Reaching Balboa, C.Z., on 16 December 1945, Richland transited the Panama Canal, reaching Colon and reporting for temporary duty to Commander in Chief, US Atlantic Fleet that same day. Delayed by bad weather as she neared New Orleans, she reached her destination three days before Christmas, 22 December. She proceeded on to Mobile, Alabama, on 21 January, and she made port the following day.

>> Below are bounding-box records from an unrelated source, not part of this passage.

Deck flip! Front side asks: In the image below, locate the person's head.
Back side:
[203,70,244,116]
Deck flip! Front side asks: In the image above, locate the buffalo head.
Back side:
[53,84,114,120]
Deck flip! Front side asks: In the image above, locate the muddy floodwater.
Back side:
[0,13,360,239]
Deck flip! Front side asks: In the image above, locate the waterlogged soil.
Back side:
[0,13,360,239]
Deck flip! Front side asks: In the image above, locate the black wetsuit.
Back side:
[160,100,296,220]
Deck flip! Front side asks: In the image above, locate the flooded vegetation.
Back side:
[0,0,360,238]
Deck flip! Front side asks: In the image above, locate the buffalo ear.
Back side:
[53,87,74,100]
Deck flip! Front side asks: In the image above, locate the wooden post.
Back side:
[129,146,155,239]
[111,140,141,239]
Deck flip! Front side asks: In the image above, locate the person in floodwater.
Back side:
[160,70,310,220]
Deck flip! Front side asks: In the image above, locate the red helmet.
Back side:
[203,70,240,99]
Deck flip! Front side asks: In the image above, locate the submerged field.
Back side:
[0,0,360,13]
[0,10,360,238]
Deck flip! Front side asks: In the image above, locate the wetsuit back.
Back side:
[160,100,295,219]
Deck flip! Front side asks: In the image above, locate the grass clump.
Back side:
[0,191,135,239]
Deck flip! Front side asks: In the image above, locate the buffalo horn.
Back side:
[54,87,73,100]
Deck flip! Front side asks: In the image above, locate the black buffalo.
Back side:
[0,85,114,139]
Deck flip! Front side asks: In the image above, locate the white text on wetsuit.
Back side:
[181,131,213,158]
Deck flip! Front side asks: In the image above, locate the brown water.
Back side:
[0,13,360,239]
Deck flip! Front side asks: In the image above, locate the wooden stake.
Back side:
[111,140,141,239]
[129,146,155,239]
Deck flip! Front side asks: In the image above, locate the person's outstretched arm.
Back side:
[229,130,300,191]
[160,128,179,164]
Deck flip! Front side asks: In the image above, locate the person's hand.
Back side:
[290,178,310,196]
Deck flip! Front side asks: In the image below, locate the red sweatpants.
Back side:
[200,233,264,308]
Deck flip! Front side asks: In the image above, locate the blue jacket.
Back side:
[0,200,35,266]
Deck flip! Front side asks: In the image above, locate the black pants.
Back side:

Decommissioned on 23 January 1946 at Mobile and returned to the War Shipping Administration (WSA), Richland was stricken from the List of Naval Vessels on 7 February 1946. Although originally earmarked for lay-up in the James River, the ship, retaining her original name, was redelivered to MARCOM and placed in the Reserve Fleet. Richland lay berthed at Mobile until sold to Pyramid Ventures Group, Inc., on 15 December 1971, for $35,000 and non-transportation use. Withdrawn from the reserve fleet on 12 January 1972, the ship began her last voyage, toward disposal, on that date.